BACKGROUND: Although hip osteoarthritis (OA) is common, its etiology is poorly understood. Specifically, it is not known whether hip OA is associated with abnormal relationships among the anthropometric and musculoskeletal characteristics that are associated with OA in general. QUESTIONS: We asked whether patients with primary hip OA have a phenotype with higher bone mineral density (BMD), higher BMI, larger skeletal size, lower lean body mass, and higher fat content.
MATERIAL AND METHODS: We included 30 women and 32 men (mean age, 66 years; range, 42-84 years) with primary hip OA and 96 women and 91 men as control subjects. Dual energy x-ray absorptiometry was used to measure total body BMD (g/cm(2)), femoral neck width (cm), fat and lean mass (%), and BMI (kg/m(2)). Z scores were calculated for each individual. Data are presented as means with 95% CI.
RESULTS: Women with hip OA had the following Z scores: total body BMD 0.6 (0.3, 1.0); BMI 0.6 (0.2, 1.0); femoral neck width 0.2 (-0.6, 1.0); percent total body lean mass -0.9 (-1.2, -0.5); and percent total body fat mass 0.6 (0.2, 0.9). Men with hip OA had the following mean Z scores: total body BMD 0.5 (0.0, 1.0); BMI 0.8 (0.3, 1.3); femoral neck width 0.4 (0.01, 0.9); percent total body lean mass -0.8 (-1.1, -0.5); and percent total body fat mass 0.5 (0.2, 0.8).

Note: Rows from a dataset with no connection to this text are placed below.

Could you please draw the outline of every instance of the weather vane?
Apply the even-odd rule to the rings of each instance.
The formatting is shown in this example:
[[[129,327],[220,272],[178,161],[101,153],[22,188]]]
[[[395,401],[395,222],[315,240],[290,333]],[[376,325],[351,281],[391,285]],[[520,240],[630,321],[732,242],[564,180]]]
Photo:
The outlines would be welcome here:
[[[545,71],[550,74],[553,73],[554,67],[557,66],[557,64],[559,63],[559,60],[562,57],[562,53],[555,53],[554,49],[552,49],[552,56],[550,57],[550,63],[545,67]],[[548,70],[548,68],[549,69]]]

CONCLUSIONS: Women and men with idiopathic hip OA have a phenotype with higher BMD, higher BMI, proportionally higher fat mass, and proportionally lower lean body mass. Men also have a larger skeletal size. CLINICAL RELEVANCE: A higher BMD may lead to a stiffer bone and a proportionally lower lean body mass to lower joint-protective ability, both traits probably predisposing for hip OA.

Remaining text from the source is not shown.